SYTIC workers in protest vs union busting |
Workers of Seung Yuen Technology Industries Corp. (SYTIC), a
Korean-owned plastics company that is part of the electronics industry supply
chain, are facing issues of freedom of association and labor standards. The
workers have recently formed a union in an effort to address workplace problems
including violations of labor standards.
Last March, 20 union officers and members were terminated in a blatant attempt at union busting. Then a few days ago management filed for closure even as they inform non-union workers not to worry since they will be hired once the company opens for business again.
After successfully forming and registering a union in accordance with
law, management started to subvert the freedom of association of SYTIC workers by
talking separately to union leaders that unionization will lead to the closure
of the company and thus it is better for them to accept separation now rather
than wait for the shutdown. Union members were also individually met by
management to be threatened with the alleged shutdown. After which several union officers, including
the duly elected union president and treasurer, were slapped with trumped up
charges (about products that allegedly failed to pass quality control according
to the evaluation of “trainees” and not the usual QA employees who happen to be
union members or officers). Then the mass termination and later the notice of
closure followed allegedly due to cancelled orders.
In response, the union has filed a complaint for union busting at the
Labor Department. The FOA complaint follows an earlier compliant filed by the
union for violations of labor standards. Among the most egregious violations
are that part of their wages are not paid in cash but in the form of meals,
non-payment of overtime due to an illegal compressed workweek schedule, and the
lack of a company nurse, doctor and hospital bed, as provide for in the Labor
Code of the Philippines.
The three biggest customers of SYTIC are ON Semiconductor Philippines
Inc. in Carmona, Cavite, Analog Devices General Trias Inc. in the Gateway
Business Park in General Trias, Cavite and Texas Instruments factories in
Baguio and Clark ecozones. All are local subsidiaries of US multinational
companies. ON Semiconductor is a spinoff of Motorola. SYTIC also supplies to
Cavite-based factories of local subsidiaries of US electronics companies Maxim
Integrated and Cypress. All these companies are members of the Electronic
Industry Citizenship Coalition (EICC) which pledges to uphold freedom of
association and labor standards in their companies and its supply chains.

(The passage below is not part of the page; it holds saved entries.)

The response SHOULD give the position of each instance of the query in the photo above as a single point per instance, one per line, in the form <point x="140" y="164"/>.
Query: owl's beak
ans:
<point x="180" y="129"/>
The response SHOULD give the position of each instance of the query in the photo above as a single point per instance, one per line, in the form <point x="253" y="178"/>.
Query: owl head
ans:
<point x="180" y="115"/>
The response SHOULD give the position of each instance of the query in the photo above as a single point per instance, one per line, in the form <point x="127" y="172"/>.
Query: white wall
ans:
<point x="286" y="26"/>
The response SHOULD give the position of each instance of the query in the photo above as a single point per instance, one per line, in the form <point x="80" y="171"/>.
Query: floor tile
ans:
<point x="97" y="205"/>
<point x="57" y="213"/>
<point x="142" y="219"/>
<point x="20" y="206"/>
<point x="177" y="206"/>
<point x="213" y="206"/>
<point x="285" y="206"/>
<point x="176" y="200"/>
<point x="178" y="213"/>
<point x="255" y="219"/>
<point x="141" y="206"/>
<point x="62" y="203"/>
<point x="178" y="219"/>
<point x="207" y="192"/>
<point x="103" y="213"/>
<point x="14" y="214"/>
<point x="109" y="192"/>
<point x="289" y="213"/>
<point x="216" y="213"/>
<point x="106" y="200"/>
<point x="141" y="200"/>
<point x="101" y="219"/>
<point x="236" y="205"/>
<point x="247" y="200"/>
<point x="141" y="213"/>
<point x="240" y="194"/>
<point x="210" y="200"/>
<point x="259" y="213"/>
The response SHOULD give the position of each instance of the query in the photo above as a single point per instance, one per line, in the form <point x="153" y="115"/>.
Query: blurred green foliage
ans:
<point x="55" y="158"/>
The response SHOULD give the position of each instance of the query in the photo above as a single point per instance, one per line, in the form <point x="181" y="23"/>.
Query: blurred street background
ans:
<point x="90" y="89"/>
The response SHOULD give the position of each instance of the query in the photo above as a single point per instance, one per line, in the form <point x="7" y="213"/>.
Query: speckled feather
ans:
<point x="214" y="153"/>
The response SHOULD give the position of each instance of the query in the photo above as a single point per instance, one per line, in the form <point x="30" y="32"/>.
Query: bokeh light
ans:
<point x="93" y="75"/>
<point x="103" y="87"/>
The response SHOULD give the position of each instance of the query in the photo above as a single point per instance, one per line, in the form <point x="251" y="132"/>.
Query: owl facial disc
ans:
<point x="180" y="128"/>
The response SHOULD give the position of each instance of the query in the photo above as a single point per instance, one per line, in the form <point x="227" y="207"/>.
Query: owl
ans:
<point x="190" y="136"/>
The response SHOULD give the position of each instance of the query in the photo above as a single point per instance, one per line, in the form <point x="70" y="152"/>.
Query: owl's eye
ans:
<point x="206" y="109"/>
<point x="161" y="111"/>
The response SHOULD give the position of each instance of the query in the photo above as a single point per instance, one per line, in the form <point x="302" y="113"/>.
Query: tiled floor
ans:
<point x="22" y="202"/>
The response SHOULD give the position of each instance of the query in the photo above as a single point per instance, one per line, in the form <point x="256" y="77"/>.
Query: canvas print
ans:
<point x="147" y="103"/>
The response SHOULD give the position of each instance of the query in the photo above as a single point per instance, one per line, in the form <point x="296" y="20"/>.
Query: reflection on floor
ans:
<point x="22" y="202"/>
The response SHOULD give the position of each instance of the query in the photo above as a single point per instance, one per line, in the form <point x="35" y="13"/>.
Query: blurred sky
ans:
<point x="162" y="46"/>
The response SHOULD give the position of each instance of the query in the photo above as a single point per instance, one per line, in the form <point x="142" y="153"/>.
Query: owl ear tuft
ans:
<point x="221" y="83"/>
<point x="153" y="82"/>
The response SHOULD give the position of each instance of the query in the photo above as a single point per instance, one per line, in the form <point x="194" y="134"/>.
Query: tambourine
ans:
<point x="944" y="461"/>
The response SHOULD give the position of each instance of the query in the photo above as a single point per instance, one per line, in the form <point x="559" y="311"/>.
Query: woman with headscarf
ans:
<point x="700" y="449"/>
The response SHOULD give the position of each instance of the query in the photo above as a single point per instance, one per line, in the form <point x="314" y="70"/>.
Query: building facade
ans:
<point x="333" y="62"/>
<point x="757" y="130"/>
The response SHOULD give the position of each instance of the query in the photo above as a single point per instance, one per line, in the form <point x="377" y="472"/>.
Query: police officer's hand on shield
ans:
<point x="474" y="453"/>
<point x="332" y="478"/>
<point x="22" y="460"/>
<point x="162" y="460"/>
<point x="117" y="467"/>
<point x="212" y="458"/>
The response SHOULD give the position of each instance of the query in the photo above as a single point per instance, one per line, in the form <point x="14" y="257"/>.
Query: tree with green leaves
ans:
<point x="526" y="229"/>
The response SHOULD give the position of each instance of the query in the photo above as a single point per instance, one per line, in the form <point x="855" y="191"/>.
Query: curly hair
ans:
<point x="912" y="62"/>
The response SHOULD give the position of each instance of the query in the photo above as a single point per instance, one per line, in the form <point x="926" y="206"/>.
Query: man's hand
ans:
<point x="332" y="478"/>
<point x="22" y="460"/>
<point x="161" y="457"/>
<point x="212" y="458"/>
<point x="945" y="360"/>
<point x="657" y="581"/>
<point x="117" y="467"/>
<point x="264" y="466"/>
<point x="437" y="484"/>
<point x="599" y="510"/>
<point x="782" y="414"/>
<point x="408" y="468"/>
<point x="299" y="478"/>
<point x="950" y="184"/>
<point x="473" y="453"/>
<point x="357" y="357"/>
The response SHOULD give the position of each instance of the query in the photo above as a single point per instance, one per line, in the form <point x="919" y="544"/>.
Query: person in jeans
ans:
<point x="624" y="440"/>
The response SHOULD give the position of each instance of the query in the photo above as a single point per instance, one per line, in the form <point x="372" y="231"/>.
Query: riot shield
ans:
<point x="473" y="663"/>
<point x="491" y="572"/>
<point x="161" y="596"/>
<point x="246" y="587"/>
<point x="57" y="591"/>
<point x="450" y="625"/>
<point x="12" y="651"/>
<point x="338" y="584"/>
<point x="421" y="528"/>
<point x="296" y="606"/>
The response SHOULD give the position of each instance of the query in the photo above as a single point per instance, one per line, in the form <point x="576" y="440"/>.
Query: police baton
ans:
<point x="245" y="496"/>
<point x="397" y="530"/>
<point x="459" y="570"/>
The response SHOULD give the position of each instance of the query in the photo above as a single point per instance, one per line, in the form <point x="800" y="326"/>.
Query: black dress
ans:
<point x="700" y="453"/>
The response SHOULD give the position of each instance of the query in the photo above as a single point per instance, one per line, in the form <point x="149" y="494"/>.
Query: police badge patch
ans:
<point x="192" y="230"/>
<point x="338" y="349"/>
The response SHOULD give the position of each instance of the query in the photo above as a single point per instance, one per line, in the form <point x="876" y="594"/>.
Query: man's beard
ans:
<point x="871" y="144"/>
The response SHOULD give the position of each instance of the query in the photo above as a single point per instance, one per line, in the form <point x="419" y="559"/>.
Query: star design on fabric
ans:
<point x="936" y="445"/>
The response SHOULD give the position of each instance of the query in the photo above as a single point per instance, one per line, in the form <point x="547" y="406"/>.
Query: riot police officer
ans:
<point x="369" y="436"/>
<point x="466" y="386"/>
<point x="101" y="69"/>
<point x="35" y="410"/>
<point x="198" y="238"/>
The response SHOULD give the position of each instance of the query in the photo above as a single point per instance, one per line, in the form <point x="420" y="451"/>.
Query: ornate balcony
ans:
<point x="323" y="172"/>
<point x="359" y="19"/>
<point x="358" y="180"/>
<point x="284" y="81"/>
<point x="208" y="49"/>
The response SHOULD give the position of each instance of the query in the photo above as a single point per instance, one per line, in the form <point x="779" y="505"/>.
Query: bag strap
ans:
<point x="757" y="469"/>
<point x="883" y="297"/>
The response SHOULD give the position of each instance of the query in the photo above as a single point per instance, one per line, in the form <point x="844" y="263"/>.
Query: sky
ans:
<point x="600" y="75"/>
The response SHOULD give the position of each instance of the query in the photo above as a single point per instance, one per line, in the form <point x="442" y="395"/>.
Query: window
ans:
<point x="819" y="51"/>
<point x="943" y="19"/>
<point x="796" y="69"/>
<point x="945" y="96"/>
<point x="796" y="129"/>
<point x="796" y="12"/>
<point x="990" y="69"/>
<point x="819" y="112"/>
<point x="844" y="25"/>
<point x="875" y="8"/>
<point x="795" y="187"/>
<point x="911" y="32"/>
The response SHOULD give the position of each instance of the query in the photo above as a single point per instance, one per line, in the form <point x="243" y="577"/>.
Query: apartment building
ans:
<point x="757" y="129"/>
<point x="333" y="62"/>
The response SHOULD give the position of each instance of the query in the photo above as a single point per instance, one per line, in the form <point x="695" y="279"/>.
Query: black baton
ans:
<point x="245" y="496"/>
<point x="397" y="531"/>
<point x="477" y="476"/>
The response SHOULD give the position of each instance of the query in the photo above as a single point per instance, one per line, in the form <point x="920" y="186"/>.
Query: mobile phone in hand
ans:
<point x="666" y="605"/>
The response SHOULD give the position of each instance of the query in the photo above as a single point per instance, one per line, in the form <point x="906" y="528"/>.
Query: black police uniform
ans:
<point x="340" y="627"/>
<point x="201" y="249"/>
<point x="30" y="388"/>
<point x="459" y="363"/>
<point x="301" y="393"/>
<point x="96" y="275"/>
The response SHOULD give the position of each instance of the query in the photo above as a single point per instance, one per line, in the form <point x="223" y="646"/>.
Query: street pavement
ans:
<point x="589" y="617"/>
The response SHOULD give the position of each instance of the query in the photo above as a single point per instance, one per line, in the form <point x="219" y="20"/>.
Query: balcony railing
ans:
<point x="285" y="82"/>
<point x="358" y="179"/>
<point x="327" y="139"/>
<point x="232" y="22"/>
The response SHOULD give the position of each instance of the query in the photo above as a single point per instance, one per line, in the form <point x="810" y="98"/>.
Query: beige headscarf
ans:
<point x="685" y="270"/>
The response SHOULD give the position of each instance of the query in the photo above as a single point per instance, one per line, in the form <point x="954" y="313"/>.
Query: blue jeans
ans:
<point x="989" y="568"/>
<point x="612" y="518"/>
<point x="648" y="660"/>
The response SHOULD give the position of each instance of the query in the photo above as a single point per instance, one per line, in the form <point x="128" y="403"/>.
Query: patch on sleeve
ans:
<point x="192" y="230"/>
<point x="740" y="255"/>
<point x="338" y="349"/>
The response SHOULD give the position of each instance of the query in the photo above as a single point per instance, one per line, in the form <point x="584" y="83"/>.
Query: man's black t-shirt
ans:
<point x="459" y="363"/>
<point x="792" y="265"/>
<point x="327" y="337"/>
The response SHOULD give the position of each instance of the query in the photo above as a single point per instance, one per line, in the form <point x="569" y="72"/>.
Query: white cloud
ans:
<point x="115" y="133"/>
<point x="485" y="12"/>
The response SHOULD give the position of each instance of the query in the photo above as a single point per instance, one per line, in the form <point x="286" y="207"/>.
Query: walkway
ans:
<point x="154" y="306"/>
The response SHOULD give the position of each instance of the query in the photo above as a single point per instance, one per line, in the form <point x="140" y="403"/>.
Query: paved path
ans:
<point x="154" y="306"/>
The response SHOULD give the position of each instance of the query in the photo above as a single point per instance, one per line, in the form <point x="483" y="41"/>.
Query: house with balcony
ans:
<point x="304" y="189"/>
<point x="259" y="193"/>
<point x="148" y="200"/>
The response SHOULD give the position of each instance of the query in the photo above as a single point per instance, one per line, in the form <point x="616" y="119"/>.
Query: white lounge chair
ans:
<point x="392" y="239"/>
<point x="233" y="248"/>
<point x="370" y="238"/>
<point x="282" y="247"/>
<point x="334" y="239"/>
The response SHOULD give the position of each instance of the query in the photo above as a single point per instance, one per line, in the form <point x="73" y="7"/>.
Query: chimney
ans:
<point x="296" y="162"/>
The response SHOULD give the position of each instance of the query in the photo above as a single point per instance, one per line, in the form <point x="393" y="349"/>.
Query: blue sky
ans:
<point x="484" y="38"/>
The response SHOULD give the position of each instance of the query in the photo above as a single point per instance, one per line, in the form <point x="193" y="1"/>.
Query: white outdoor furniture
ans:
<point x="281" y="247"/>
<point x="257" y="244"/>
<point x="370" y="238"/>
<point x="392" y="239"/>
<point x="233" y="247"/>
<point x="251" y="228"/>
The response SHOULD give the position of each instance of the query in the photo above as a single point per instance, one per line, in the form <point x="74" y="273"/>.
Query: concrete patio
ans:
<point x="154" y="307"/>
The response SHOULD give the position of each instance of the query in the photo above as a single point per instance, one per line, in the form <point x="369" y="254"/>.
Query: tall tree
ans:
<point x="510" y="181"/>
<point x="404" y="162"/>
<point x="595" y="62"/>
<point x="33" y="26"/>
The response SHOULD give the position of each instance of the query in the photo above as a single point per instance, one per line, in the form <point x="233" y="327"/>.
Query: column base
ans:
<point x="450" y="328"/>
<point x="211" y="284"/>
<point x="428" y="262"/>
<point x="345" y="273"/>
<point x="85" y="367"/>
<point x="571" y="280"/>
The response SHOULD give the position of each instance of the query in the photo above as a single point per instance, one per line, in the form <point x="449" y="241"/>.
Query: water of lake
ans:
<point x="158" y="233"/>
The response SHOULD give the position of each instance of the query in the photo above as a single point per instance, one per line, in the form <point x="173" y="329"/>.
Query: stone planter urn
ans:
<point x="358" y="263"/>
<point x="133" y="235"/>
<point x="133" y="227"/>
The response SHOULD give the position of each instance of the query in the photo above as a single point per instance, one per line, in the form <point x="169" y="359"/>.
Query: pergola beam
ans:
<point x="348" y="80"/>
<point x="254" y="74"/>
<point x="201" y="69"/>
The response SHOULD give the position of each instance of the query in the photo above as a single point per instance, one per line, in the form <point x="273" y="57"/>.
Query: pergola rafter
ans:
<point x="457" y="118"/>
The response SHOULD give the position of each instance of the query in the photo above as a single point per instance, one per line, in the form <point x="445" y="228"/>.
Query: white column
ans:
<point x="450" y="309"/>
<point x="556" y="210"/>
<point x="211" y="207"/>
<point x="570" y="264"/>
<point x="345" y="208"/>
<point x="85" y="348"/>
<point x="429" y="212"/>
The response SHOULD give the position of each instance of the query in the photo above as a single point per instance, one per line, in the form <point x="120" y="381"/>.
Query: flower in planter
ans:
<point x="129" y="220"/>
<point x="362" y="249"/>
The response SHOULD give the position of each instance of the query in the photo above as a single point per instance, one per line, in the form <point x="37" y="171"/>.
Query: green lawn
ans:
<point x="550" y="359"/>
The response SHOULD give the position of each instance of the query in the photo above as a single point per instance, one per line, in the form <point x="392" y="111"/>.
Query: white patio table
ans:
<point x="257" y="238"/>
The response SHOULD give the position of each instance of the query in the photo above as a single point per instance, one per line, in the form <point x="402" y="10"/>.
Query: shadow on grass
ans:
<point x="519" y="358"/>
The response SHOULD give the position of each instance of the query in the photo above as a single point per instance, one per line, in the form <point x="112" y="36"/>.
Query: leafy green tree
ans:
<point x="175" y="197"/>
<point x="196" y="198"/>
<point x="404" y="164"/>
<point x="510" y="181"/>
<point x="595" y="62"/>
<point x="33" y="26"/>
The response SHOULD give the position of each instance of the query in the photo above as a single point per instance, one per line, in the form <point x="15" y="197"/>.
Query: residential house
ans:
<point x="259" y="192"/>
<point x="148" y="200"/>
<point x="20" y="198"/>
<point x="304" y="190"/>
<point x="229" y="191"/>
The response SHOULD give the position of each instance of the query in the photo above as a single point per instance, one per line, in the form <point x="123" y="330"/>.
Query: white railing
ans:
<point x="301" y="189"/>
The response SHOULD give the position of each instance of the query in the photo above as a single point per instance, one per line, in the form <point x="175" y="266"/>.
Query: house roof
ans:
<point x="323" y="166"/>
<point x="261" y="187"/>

SYTIC also exports part of its production to C-Pak Cergas in Malaysia.
C-Pak is owned by Dou Yee International, a Singaporean investment holding
company. Dou Yee owns the Eurostat Group, which manufactures and distributes
electrostatic discharge protection products and is headquartered in
Pont-de-Poitte, France.
SYTIC is located in the in the Cavite Economic Zone. A majority of the
50-plus regular workforce are already union members. It manufactures carrier
tapes which are plastic products that provide protection to integrated circuits
and electronic components from physical and electrostatic discharge during
storage and shipping. It is thus part of the electronics industry supply chain.